I need to replicate data from a DB2 database into a SQL Server Database (along the lines of about 80 tables). I can create an SSIS package, to just flat copy the data from one to another pretty easy, but the amount of records is a couple million, so doing it once takes a while, but for the initial setup its fine. However, I need to do "almost" real-time updates, so this method won't be viable. What would be the best method, and how, to do just add change and delete replication from DB2 to SQL Server?
You could create a hidden timestamp column in DB2 on the replicated tables. When you run the replication job you can pull just the data that has changed since the last replication. This would lower the quantity of data sent.
For instance, run the SSIS package every minute pulling just the last minutes worth of data.

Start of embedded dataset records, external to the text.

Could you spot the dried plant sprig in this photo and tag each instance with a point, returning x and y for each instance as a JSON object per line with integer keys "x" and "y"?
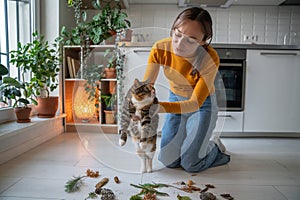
{"x": 149, "y": 188}
{"x": 74, "y": 184}
{"x": 183, "y": 197}
{"x": 92, "y": 195}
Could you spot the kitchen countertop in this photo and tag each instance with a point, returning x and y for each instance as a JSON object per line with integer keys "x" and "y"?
{"x": 223, "y": 45}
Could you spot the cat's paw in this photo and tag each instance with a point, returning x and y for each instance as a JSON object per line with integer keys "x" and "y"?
{"x": 143, "y": 145}
{"x": 122, "y": 142}
{"x": 143, "y": 170}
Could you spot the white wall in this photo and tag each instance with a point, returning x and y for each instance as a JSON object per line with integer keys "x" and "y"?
{"x": 268, "y": 23}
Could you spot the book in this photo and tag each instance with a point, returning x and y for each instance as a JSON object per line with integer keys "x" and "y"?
{"x": 70, "y": 67}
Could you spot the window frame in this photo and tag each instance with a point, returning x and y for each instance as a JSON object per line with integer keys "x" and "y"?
{"x": 6, "y": 112}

Or, instead of a timestamp field, you could use an auto incrementing
int and keep a small table on the replicated instance that records the last
int value replicated. The replication process would grab any new records, and update the small table's value to reflect the last value replicated.
If you have adequate logging on the DB2 side, you should be able to easily identify records have been created, modified, or deleted since your last near-real time update. But if it was that easy, you wouldn't need Stack Exchange.
Failing the above-mentioned logging, your fastest option is probably a
MERGE command. Across the link, this could be slow; if so, consider bulk-copying the DB2 database into a staging table on the SQL database and then running the
MERGE between that and the permanent table locally on the SQL server. It will still take a while to populate the staging table, but the update of the live table will be about as quick as it's likely to get without schema changes.
If there's too much data to copy it all every five minutes (or whatever your near-real time schedule calls for), you may have no choice but to start logging events on the DB2 side, with triggers probably.
An alternative approach would be to examine a slice of records on each update. At 5:20 you copy from DB2 to SQL all records ending in zero (
ID % 10 = 0), and merge them into the main table. At 5:25 you copy and merge all records with an ID ending in one. This obviously assumes that you have some kind of synthetic key which is fairly uniformly distributed. Your data will not all be current all the time, but it will be mostly current most of the time. For best currency, make the slices as thick as possible while staying within your time window; dividing by ten is just an example. You could expand on this approach by partitioning the table, if desired.